A commutator is a rotary electrical switch in certain types of electric motors and electrical generators that periodically reverses the current direction between the rotor and the external circuit. It consists of a cylinder composed of multiple metal contact segments on the rotating armature of the machine. Two or more electrical contacts called "brushes" made of a soft conductive material like carbon press against the commutator, making sliding contact with successive segments of the commutator as it rotates. The windings (coils of wire) on the armature are connected to the commutator segments.

Commutators are used in direct current (DC) machines: dynamos (DC generators) and many DC motors as well as universal motors. In a motor the commutator applies electric current to the windings. By reversing the current direction in the rotating windings each half turn, a steady rotating force (torque) is produced. In a generator the commutator picks off the current generated in the windings, reversing the direction of the current with each half turn, serving as a mechanical rectifier to convert the alternating current from the windings to unidirectional direct current in the external load circuit. The first direct current commutator-type machine, the dynamo, was built by Hippolyte Pixii in 1832, based on a suggestion by André-Marie Ampère.

Commutators are relatively inefficient, and also require periodic maintenance such as brush replacement. Therefore, commutated machines are declining in use, being replaced by alternating current (AC) machines, and in recent years by brushless DC motors which use semiconductor switches.

A commutator consists of a set of contact bars fixed to the rotating shaft of a machine, and connected to the armature windings. As the shaft rotates, the commutator reverses the flow of current in a winding. For a single armature winding, when the shaft has made one-half complete turn, the winding is now connected so that current flows through it in the opposite of the initial direction. In a motor, the armature current causes the fixed magnetic field to exert a rotational force, or a torque, on the winding to make it turn. In a generator, the mechanical torque applied to the shaft maintains the motion of the armature winding through the stationary magnetic field, inducing a current in the winding. In both the motor and generator case, the commutator periodically reverses the direction of current flow through the winding so that current flow in the circuit external to the machine continues in only one direction.

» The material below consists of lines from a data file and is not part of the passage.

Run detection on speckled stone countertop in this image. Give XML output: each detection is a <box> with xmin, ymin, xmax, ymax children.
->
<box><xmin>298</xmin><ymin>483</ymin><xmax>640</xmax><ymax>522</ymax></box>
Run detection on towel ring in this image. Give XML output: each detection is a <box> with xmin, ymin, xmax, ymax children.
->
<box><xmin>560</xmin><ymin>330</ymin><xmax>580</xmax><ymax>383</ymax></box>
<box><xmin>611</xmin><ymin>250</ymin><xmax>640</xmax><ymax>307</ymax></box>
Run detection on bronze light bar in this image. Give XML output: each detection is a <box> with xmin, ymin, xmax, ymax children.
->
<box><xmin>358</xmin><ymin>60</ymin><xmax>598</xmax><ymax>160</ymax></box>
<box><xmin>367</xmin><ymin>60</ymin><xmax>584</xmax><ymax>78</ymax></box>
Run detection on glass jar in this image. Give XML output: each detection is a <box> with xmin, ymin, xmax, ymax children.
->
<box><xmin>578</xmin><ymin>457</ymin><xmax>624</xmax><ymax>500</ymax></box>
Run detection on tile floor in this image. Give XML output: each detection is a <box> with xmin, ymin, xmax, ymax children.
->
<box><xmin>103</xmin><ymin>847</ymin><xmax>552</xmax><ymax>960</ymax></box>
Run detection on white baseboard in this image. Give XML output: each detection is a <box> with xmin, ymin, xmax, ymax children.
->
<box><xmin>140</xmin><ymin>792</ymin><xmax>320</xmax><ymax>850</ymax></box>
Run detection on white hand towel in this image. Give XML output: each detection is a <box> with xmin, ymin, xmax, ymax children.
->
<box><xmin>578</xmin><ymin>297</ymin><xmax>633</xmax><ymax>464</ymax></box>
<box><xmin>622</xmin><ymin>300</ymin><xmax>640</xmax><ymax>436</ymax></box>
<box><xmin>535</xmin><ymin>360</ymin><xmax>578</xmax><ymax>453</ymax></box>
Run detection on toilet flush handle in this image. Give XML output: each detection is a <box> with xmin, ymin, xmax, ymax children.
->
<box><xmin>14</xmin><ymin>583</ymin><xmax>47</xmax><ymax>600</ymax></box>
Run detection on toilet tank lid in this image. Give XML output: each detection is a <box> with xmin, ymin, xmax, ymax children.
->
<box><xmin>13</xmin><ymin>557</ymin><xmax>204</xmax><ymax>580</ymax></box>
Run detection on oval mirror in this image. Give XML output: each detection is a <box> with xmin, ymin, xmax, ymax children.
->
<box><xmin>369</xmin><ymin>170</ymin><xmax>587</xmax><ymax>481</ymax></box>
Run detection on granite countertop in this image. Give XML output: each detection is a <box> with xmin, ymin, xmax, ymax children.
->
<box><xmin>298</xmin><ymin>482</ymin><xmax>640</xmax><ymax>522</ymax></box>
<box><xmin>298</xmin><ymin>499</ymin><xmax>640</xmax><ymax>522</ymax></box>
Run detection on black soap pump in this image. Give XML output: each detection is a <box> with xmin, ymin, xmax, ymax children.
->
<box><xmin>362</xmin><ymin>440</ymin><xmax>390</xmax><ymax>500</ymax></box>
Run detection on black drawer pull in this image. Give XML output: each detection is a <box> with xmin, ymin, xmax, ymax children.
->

Practical commutators have at least three contact segments, to prevent a "dead" spot where two brushes simultaneously bridge only two commutator segments. Brushes are made wider than the insulated gap, to ensure that brushes are always in contact with an armature coil. For commutators with at least three segments, although the rotor can potentially stop in a position where two commutator segments touch one brush, this only de-energizes one of the rotor arms while the others will still function correctly. With the remaining rotor arms, a motor can produce sufficient torque to begin spinning the rotor.

A commutator consists of a set of copper segments, fixed around the part of the circumference of the rotating machine, or the rotor, and a set of spring-loaded brushes fixed to the stationary frame of the machine. Two or more fixed brushes connect to the external circuit, either a source of current for a motor or a load for a generator.

Commutator segments are connected to the coils of the armature, with the number of coils (and commutator segments) depending on the speed and voltage of the machine. Large motors may have hundreds of segments. Each conducting segment of the commutator is insulated from adjacent segments. Mica was used on early machines and is still used on large machines. Many other insulating materials are used to insulate smaller machines; plastics allow quick manufacture of an insulator, for example. The segments are held onto the shaft using a dovetail shape on the edges or underside of each segment. Insulating wedges around the perimeter of each segment are pressed so that the commutator maintains its mechanical stability throughout its normal operating range.

In small appliance and tool motors the segments are typically crimped permanently in place and cannot be removed. When the motor fails it is discarded and replaced. On large industrial machines (say, from several kilowatts to thousands of kilowatts in rating) it is economical to replace individual damaged segments, and so the end-wedge can be unscrewed and individual segments removed and replaced.